Just One Life

by Literary



Series: You Cannot Make Remembrance Grow [3]
Category: Pocket Monsters | Pokemon (Main Video Game Series), Pocket Monsters: Sun & Moon | Pokemon Sun & Moon Versions
Genre: Faller!Looker, Gen
Language: English
Status: Completed
Published: 2017-01-03
Updated: 2017-01-03
Packaged: 2018-09-14 14:16:21
Rating: Teen And Up Audiences
Warnings: No Archive Warnings Apply
Chapters: 1
Words: 901
Publisher: archiveofourown.org
Story URL: https://archiveofourown.org/works/9185291
Author URL: https://archiveofourown.org/users/Literary/pseuds/Literary
Summary: Agent 100kr, a.k.a. “Looker” was a boy who had a real name, once.





	

**Author's Note:**

> Based off of [this](https://lookerisms.tumblr.com/post/155356909651/what-did-your-character-dream-of-being-or-doing-as) because I couldn't resist.

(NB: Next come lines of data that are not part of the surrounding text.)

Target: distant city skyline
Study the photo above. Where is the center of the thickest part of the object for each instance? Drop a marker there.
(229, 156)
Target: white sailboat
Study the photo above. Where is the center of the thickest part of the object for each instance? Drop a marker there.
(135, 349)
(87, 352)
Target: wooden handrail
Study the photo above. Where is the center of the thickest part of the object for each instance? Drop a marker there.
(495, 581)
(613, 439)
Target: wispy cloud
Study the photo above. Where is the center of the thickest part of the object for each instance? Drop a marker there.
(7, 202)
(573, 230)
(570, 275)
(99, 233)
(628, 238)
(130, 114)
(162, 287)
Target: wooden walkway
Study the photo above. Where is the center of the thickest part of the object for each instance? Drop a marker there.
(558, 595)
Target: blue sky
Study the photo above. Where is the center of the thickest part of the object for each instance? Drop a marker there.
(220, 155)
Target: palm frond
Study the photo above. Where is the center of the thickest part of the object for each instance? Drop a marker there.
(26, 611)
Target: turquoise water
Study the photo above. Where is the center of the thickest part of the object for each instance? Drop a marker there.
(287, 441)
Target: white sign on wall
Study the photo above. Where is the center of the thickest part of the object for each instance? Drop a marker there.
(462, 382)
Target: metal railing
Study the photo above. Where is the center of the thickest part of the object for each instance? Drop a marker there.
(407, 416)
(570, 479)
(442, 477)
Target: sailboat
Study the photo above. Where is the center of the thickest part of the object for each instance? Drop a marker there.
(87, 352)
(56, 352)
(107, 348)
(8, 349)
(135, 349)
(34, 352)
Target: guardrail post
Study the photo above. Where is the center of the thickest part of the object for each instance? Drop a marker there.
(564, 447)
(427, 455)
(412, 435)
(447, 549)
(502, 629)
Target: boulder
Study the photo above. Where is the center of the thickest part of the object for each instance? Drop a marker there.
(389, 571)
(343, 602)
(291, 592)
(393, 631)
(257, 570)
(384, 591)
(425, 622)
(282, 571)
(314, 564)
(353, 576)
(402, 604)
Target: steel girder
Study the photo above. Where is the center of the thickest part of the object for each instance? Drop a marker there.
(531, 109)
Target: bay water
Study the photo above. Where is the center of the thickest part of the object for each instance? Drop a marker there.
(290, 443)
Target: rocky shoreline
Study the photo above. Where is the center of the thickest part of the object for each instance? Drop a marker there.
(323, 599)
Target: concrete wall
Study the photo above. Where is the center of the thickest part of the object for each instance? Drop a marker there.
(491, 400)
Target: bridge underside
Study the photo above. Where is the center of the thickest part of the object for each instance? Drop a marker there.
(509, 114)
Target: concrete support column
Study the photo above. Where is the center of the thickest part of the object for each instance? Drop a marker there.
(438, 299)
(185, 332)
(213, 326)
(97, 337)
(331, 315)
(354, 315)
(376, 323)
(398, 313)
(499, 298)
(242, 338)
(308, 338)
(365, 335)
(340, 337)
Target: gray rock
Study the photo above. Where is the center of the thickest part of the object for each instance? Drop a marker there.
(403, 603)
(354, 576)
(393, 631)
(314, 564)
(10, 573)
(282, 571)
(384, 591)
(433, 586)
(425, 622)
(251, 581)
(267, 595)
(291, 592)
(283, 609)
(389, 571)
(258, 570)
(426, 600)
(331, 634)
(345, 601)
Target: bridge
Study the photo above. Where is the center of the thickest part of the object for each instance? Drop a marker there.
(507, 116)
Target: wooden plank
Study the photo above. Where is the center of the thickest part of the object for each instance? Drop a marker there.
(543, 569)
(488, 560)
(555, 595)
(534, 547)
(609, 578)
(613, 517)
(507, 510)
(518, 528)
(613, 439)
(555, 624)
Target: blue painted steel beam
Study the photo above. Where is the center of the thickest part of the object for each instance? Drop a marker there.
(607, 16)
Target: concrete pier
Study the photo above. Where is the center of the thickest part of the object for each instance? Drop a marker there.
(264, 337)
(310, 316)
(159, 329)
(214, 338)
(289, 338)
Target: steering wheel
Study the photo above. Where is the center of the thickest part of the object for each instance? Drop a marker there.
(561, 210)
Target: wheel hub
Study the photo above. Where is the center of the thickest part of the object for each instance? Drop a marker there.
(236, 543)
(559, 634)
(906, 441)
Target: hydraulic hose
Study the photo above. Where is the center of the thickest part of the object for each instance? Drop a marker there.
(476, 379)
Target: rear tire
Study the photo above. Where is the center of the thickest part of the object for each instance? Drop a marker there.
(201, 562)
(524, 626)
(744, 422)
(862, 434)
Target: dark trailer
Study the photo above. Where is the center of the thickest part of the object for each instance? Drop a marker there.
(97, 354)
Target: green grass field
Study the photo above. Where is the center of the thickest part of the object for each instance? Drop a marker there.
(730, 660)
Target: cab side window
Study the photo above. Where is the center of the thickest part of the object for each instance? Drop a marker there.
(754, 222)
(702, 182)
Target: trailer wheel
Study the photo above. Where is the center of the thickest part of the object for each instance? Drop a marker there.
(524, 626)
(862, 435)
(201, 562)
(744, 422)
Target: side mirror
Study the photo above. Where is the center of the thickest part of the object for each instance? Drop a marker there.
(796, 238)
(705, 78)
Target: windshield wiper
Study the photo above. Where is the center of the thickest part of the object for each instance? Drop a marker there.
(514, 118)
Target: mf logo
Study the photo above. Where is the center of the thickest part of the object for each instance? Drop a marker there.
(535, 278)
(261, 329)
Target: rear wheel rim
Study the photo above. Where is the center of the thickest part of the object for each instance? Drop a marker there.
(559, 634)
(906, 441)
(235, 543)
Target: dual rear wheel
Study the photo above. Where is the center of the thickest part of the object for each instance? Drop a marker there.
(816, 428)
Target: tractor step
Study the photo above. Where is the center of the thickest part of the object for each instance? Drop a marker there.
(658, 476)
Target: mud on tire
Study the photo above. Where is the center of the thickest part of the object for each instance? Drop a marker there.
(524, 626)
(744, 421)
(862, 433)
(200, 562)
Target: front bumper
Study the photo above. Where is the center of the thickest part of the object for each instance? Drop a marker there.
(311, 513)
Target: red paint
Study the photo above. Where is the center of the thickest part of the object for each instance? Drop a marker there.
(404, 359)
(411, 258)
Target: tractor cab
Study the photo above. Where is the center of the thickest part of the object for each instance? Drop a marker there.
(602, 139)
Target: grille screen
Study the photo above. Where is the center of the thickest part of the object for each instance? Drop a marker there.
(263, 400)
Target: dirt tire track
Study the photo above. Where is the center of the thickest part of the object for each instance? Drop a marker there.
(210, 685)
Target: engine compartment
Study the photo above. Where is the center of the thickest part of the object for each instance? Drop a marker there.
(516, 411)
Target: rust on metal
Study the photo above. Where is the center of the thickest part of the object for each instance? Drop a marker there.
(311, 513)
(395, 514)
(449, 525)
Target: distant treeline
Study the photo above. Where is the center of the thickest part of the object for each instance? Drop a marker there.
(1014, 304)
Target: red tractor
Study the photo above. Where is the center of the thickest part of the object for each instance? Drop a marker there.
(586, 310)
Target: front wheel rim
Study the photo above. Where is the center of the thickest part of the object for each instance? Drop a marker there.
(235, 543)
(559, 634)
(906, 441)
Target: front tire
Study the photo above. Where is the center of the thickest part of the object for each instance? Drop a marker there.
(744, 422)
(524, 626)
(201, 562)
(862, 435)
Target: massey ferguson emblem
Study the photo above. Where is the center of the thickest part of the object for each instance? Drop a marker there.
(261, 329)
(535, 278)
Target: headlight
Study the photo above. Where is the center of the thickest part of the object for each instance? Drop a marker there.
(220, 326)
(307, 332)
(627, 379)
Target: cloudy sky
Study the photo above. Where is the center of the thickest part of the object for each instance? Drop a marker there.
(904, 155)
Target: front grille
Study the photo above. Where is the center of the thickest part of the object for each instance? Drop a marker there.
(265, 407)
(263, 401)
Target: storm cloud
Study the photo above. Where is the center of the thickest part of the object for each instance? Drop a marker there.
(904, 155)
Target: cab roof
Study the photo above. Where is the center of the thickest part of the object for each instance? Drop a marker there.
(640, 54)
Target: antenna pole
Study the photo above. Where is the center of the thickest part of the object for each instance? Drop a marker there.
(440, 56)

It might be a bit presumptuous of me to say this, but I think most kids who want to be police officers/firefighters/doctors want to have a heroic job. Anyway, it's easy for me to see. 
> 
> Featuring: Mr. Looker as a faller and corrupt!Interpol.

Agent 100kr, a.k.a. “Looker” was a boy who had a real name, once. And he had friends and a family, passions and interests, a favorite book and a favorite game. He had a quiet place he liked to spend his free time and a knack for sneaking cookies out of the cookie jar when his parents’ backs were turned. He was snuggly and affectionate and had reasonably good manners most of the time. He wanted to be a teacher when he grew up—no, wait! A carpenter! Or maybe even a _college professor_ , though he never could settle on a subject. He loved all of them equally.

But most of all, he wanted to be a hero.

There were all kinds of heroes out there, his father told him once. Anybody could be one; it only ever took one person to make a difference, however small, in someone else’s life. A teacher or baseball player or garbage collector: they all had the power to change lives.

He could be anything he wanted, and he could still be a hero.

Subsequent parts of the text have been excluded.